Blog
Rio Tinto and Nippon Steel agree big cut in iron ore prices
26th May 2009
Annual contract prices thrashed out between the world’s biggest iron ore producers and the giant steel companies who are the biggest users of the commodity provide a window on a bi-lateral monopoly situation which pitches a monopoly supplier with a monopsonistic buyer. The balance of negotiating power in the market sends the contracted price higher or lower demanding on changing supply and demand conditions.
So the news that Rio Tinto’s subsidiary Hammersley Iron has agreed a 33 per cent cut in the annual contract price for iron ore with Japan’s Nippon Steel and with it brought an end to over five years of sustained increases in world iron ore prices is significant.

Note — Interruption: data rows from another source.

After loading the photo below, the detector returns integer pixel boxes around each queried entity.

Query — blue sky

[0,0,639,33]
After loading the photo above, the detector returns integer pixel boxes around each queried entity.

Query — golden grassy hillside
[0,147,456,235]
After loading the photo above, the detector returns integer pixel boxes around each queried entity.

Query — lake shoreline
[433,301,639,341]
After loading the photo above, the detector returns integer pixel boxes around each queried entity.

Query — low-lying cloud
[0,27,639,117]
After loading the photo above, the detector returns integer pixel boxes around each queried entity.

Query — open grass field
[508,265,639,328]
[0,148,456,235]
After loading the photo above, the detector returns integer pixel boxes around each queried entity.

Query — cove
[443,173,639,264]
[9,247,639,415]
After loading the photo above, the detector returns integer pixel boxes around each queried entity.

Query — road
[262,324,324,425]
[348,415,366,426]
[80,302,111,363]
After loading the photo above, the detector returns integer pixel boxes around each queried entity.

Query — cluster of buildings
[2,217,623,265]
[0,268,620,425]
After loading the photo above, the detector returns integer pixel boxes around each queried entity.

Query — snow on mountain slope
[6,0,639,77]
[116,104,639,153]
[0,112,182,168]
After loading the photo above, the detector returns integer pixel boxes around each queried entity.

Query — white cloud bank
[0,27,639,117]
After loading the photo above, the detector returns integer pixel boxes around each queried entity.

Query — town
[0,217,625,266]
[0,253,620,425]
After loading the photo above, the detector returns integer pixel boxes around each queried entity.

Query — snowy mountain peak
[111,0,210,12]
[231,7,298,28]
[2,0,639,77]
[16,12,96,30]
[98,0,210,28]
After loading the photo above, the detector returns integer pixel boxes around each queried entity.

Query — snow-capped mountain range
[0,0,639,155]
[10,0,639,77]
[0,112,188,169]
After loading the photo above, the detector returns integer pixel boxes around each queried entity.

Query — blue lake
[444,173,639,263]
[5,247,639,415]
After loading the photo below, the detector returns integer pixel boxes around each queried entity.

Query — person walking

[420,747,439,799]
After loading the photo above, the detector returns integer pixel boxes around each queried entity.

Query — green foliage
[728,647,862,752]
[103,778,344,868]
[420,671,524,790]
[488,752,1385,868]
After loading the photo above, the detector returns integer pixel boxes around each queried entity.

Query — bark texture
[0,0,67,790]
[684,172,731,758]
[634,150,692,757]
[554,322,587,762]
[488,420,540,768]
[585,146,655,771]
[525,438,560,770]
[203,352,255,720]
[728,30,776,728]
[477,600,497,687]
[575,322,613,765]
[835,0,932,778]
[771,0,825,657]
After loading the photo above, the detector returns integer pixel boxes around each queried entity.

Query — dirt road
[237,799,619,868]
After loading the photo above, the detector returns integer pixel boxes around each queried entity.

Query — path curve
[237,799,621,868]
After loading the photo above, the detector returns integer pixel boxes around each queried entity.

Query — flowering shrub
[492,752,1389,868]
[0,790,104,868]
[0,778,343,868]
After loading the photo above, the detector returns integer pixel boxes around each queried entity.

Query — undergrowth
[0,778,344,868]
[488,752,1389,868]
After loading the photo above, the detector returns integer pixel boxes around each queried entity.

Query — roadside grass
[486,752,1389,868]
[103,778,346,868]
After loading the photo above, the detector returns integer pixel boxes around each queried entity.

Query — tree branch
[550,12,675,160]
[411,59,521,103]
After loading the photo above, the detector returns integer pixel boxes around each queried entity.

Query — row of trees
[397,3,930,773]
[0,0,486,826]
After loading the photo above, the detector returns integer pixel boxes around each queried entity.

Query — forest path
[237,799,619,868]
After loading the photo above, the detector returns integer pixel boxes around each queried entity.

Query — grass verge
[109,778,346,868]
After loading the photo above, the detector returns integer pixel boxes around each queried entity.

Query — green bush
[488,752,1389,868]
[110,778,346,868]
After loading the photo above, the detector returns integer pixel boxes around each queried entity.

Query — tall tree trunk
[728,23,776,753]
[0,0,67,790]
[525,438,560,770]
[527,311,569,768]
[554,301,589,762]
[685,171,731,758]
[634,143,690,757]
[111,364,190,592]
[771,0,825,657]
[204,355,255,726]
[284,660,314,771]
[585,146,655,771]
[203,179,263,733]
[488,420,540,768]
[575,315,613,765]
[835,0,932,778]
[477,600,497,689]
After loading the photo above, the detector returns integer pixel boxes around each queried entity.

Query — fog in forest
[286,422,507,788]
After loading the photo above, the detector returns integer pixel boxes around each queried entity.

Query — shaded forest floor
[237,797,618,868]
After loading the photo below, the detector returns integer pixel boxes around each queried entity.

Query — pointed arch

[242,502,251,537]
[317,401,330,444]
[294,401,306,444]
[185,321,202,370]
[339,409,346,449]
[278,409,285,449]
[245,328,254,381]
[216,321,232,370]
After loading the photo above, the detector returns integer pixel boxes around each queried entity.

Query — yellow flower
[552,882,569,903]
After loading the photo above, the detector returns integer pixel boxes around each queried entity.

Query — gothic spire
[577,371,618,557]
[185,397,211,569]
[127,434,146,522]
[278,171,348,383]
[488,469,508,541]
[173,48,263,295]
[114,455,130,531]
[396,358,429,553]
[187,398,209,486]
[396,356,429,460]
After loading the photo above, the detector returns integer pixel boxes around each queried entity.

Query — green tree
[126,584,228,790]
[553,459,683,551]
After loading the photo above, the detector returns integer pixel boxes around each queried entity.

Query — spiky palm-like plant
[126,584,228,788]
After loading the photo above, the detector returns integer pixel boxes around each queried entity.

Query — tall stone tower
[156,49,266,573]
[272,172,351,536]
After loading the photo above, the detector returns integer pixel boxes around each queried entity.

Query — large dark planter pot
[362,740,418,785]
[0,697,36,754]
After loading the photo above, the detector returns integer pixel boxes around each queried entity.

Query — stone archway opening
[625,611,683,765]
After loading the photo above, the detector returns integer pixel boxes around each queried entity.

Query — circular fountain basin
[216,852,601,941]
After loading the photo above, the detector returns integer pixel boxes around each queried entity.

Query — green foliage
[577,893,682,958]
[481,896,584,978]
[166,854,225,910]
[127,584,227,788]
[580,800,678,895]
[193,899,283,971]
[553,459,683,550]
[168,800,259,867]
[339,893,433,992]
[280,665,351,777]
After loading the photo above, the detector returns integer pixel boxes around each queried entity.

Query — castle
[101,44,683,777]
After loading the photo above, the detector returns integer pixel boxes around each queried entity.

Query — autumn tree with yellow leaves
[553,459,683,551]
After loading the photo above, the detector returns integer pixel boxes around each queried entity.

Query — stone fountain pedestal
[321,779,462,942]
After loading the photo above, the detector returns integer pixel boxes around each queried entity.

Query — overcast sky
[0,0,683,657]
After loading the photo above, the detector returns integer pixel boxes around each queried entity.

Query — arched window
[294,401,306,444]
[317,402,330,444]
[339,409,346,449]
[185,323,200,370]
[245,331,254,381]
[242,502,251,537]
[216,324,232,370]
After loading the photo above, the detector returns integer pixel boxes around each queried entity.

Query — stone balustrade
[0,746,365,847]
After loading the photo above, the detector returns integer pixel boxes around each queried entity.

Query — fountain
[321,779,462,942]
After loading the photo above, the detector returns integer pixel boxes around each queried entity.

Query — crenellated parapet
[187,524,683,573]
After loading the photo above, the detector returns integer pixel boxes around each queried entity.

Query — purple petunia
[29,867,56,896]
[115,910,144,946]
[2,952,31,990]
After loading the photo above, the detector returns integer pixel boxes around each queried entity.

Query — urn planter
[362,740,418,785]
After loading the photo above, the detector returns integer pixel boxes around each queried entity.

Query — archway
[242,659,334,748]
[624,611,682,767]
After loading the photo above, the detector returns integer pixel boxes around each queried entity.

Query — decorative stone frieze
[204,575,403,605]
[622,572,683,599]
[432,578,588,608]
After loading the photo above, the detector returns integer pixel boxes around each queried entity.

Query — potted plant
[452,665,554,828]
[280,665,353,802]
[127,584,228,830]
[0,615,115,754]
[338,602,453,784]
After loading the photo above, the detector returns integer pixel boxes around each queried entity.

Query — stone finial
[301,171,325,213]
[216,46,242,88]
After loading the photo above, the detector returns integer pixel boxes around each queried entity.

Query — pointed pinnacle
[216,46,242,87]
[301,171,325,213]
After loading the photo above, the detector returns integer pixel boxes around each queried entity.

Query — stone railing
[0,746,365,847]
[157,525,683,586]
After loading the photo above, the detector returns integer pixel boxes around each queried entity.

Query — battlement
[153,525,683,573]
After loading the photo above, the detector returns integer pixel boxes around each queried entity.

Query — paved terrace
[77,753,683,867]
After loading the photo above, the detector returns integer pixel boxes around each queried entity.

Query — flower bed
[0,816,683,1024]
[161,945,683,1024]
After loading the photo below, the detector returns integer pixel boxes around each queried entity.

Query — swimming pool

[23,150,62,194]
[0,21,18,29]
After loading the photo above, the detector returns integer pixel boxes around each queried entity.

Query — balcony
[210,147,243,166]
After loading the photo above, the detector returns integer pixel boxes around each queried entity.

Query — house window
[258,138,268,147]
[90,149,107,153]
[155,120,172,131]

The Financial Times reports that the lower contract price is the result of a weakening in the pace of industrialisation and urbanisation in the world’s emerging market economies and an economic collapse in Japan. Japan is Rio Tinto’s second biggest iron ore market, taking 50 million tonnes, versus China’s 100 million tonnes; the company says it produced a total of 175 million tonnes of iron ore last year.
“The sharp drop in demand for steel amid the global economic downturn has forced Rio to accept lower prices for its iron ore. China has in recent months pushed for a 40-50 per cent cut, while Rio had been hoping for reductions of closer to 20 per cent.”
Contracts for 2010 will be influenced by the shape of any recovery in the world economy and also by the impact of huge infrastructural spending in many countries. China plans to increase imports of copper, iron ore and aluminium to support the Beijing government’s enormous spending on new infrastructure.